# Auto Rotate on Stock Launcher2.apk



## That Guy (Jun 19, 2011)

Just wondering if it is possible to de-compile the Stock Launcher from Android 2.2.1 and edit it to enable auto rotate on the Home Screen and/or App Draw?

So when I turn my phone on its side it switches to landscape mode.

I have decompiled the 2.2.1 Launcher2.apk and there is 2 folders, one called "layout-port" and another called "layout-land" so I assume this means the landscape layout is there but it just needs enabling.

Is this correct?

Any help with this would be amazing


----------



## Rob (Jun 7, 2011)

Take a look over at what BGill55 figured out.

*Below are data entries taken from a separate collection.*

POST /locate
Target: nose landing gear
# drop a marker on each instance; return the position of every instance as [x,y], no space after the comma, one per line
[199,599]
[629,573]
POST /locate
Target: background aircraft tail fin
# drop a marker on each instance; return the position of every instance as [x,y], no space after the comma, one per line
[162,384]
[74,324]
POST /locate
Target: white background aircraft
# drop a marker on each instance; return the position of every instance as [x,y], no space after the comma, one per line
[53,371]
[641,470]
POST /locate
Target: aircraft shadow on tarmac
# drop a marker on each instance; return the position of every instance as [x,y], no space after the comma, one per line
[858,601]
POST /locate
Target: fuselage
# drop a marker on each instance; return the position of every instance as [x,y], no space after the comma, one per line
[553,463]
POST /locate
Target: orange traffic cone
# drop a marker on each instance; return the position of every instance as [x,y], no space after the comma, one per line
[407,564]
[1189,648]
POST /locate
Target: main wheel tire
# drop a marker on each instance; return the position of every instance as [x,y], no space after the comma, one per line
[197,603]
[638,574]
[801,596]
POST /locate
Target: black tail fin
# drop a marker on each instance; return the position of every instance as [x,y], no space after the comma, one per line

http://forum.xda-developers.com/showthread.php?t=1022906


----------



## That Guy (Jun 19, 2011)

Rob said:


> Take a look over at what BGill55 figured out.
> 
> http://forum.xda-developers.com/showthread.php?t=1022906


Decompiled Launcher2.apk with Formatter and Searched inside every file with Seeker but no file contains "android:screenOrientation="


----------



## jdkoreclipse (Jun 16, 2011)

Yes, it is...just search for nosensor and change that flag to sensor in AndroidManifest.xml


----------